What would the consequent probabilities for people losing $5 is not a big deal given people finding $5 makes them happy, and people losing $5 is a big deal given people finding $5 makes them happy, need to be such that in a world of people finding $5 makes them happy given people losing $5 is not a big deal, that both posterior probabilities are equally likely? In other words, we’d be indifferent? The likelihood of people losing $5 is not a big deal given people finding $5 makes them happy would need to be 23.3333% (0.3043x or 1 in 4.2857), and people losing $5 is a big deal given people finding $5 makes them happy would need to be 76.6667% (3.2857x or 1 in 1.3043), all else being equal.

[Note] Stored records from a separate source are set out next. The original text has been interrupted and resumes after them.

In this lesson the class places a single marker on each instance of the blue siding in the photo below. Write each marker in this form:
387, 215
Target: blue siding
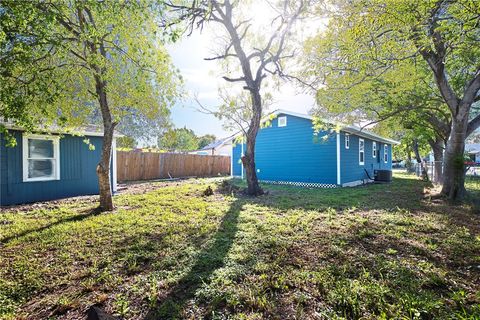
350, 167
236, 162
293, 153
77, 172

What would the consequent probabilities for people losing $5 is not a big deal given people finding $5 makes them happy, and people losing $5 is a big deal given people finding $5 makes them happy, need to be such that in a world of people finding $5 makes them happy given people losing $5 is a big deal, that both posterior probabilities are equally likely? In other words, we’d be indifferent? The probability of people losing $5 is not a big deal given people finding $5 makes them happy would need to be 90.0000% (9.0000x or 1 in 1.1111), and people losing $5 is a big deal given people finding $5 makes them happy would need to be 10.0000% (0.1111x or 1 in 10.0000), all else being equal.
Using the Wald test, the relationship or association between people finding $5 makes them happy/people finding $5 doesn’t make them happy, and people losing $5 is not a big deal is statistically significant (n=10,000). Odds Ratio (OR) = 0.2857, p < .001, 95% Confidence Interval (CI) [0.2592, 0.3149]. We can say the same between people finding $5 makes them happy/people finding $5 doesn’t make them happy, and people losing $5 is a big deal. OR = 3.5000, p < .001, 95% CI [3.1758, 3.8573].